When I learned that the oldest known living animal, a 250 year old Aldabra tortoise (geochelon gignatea) residing at the Calcutta, India zoo, had died, I wondered if anyone had studied tortoise telomeres to learn the secrets of their delayed senescence. I didn’t find a study specific to tortoises, but my search uncovered a reptile study right in my own back yard, as it were.

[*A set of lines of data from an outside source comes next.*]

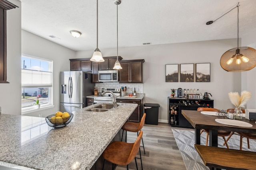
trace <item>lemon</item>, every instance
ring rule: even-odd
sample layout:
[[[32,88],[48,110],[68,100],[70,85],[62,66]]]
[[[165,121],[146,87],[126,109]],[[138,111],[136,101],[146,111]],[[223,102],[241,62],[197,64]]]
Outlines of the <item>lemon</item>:
[[[69,113],[68,113],[66,112],[63,113],[63,114],[62,114],[62,117],[63,119],[63,122],[66,122],[66,121],[68,121],[68,119],[69,119],[70,116],[70,115],[69,115]]]
[[[61,124],[63,123],[63,119],[60,116],[56,117],[55,118],[55,123],[56,124]]]
[[[50,119],[50,121],[52,124],[55,124],[55,119],[56,117],[55,116],[52,116]]]
[[[57,112],[55,113],[55,117],[61,117],[61,116],[62,116],[62,114],[63,114],[63,113],[61,111],[57,111]]]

A group of researchers from Iowa State University, Drake University and Des Moines University studied the
“HAYFLICK LIMIT IN REPTILES, A TEST OF POTENTIAL IMMORTALITY”,specific to several turtle, snake and reptile species indigenous to Iowa. Their most interesting finding came from snapping turtle tissue:
“Our cultures of fibroblasts from snapping turtles appear to be immortal and untransformed having exceeded 190 cpds with no indication of senescence…Our analysis of the snapping turtle tissues indicates almost no telomerase except in the gonad where it is almost always present. Obviously the telomere is being maintained by some other mechanism.”
They conclude that reptiles may reveal mechanisms that have implications for longevity and maintenance of tissue repair.
I can’t determine the date the abstract was published. The latest citations are from 1998. I wonder if anyone has read or heard of similar studies?
In the meantime, may Addwaita’s venerable telomeres rest in peace.